🎙️ Voice is AI-generated. Inconsistencies may occur.
Ukrainian partisans are working with Kyiv's forces to strike Russian targets and their co-operation has delivered results in a town in the Donetsk region, it has been reported.
On Monday, around 100 Russian troops were killed and their equipment destroyed in Horlivka after partisans supplied Ukrainian forces with data on their location, according to the Ukrainian Resistance Center (URC) as reported by Ukrainian news outlets, including Ukrayinska Pravda.
The U.S. think tank the Institute for the Study of War (ISW) said on Wednesday that Ukraine's partisans "continue to undermine Russian occupation by aiding Ukrainian forces in identifying valuable Russian targets."
Oleksiy Danilov, the head of Ukraine's National Security and Defense Council told The Wall Street Journal that "our guys and girls are everywhere," helping Ukraine's on-going campaign to recapture Russian-held areas.

The paper also cited Ukrainian military officials in reporting that partisans in Kherson spied on Russians and helped guide Kyiv's precision strikes that forced Moscow to abandon the city in November.
The ISW added in its latest update that Russian forces were aiming to capture all of Donetsk Oblast and that future offensives in the west of the region may be intended to complement current offensive drives on the western outskirts of Donetsk City.
The ISW also believes that Russian forces may try to launch an offensive in western Donetsk Oblast to build on "marginal advances" made in the Vuhledar-Pavlivka area in November. It described how on Wednesday Russian forces continued with their operations in the Avdiivka-Donetsk City area.
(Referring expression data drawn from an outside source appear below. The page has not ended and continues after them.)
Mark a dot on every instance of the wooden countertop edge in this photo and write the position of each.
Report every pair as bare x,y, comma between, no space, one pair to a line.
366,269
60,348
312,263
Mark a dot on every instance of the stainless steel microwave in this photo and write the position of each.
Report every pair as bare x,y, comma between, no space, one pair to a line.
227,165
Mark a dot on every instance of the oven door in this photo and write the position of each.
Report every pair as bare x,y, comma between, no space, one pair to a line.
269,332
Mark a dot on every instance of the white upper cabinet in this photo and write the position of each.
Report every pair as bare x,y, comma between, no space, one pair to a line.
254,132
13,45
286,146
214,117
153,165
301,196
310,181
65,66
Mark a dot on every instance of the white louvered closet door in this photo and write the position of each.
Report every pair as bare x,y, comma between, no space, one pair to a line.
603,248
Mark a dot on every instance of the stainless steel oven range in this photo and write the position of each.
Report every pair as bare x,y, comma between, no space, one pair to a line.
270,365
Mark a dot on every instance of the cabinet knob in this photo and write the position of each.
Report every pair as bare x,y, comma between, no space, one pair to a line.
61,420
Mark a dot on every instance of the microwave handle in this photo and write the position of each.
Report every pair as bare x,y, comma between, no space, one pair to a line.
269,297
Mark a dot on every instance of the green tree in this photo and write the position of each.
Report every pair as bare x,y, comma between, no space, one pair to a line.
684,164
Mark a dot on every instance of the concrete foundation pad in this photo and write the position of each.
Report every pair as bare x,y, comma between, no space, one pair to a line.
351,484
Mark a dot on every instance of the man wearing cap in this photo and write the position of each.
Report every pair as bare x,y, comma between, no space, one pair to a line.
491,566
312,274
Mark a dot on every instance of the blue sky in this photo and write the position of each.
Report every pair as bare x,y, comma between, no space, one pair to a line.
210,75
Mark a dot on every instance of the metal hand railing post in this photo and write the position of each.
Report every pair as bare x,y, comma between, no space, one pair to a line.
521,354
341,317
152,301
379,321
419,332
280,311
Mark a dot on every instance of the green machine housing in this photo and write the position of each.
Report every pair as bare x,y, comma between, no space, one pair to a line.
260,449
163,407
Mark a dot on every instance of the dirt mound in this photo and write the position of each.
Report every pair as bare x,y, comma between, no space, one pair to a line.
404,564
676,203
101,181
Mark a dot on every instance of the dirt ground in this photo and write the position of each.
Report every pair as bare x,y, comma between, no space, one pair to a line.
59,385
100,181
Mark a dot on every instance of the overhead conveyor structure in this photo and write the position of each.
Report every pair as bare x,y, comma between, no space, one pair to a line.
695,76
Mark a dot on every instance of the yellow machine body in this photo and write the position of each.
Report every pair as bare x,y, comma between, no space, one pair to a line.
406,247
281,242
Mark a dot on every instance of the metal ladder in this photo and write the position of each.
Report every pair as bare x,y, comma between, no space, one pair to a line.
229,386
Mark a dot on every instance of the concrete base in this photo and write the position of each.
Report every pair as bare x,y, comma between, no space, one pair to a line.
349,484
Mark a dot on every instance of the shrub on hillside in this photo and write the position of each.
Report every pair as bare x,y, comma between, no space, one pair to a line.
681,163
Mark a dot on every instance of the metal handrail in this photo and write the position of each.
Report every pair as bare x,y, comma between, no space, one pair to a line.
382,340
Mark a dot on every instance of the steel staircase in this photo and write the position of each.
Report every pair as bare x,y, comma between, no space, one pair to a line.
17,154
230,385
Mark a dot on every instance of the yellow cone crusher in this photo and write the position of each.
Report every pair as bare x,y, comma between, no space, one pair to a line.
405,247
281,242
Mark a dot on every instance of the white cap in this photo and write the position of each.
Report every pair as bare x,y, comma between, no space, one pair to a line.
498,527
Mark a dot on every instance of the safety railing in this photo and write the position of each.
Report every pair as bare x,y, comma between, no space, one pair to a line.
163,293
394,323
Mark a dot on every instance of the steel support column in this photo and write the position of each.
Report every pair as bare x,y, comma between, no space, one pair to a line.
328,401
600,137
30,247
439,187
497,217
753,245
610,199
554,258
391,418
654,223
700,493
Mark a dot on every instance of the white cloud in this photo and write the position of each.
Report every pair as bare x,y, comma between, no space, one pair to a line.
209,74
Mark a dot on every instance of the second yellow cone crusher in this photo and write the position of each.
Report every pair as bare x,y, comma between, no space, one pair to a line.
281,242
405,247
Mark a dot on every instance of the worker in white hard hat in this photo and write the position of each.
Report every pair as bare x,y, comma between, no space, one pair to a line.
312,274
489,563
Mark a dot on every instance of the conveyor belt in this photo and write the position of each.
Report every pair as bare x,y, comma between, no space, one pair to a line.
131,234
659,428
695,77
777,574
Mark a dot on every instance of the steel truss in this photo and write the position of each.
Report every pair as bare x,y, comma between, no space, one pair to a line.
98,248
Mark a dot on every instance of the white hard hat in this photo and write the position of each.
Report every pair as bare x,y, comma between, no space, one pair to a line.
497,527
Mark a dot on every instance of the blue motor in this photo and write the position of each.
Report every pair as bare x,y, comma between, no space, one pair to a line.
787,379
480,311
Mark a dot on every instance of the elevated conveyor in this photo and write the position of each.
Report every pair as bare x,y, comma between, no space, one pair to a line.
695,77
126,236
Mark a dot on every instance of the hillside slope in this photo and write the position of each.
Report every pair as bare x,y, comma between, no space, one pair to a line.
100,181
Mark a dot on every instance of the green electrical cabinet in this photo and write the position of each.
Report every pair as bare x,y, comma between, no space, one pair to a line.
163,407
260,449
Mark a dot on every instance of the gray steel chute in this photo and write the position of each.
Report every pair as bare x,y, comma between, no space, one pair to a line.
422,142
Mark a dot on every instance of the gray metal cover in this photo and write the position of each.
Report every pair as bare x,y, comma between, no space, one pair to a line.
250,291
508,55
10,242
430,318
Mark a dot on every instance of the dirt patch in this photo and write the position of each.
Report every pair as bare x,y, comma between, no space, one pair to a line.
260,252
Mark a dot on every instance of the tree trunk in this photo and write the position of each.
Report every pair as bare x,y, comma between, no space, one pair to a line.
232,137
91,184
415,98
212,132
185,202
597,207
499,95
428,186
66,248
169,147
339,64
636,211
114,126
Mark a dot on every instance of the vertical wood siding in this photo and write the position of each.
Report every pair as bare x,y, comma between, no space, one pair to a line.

The news about the partisans comes amid reports of continued attacks on Ukrainian targets by Russian forces. On Thursday, Kyrylo Tymoshenko, deputy head of the Ukrainian president's office, said that Russian shelling had killed two people in the center of the city of Kherson, around 300 feet from the regional administration building.
Also on Thursday, separatist officials in Donetsk accused Kyiv's forces of conducting "the most massive shelling since 2014." The city's Moscow-appointed mayor, Alexei Kulemzin, said on social media that "40 rockets were fired at civilians" and posted images of what he said were cars and buildings damaged in the attack.
In other news, Ukrainian Brigadier General Oleksiy Gromov dismissed the possibility of a ceasefire over the New Year period.
"There will be a total ceasefire only when not a single occupier remains on our land," Gromov told a briefing, as he accused Moscow of seeking a "prolonged armed confrontation."
Newsweek has contacted the Russian and Ukrainian defense ministries for comment.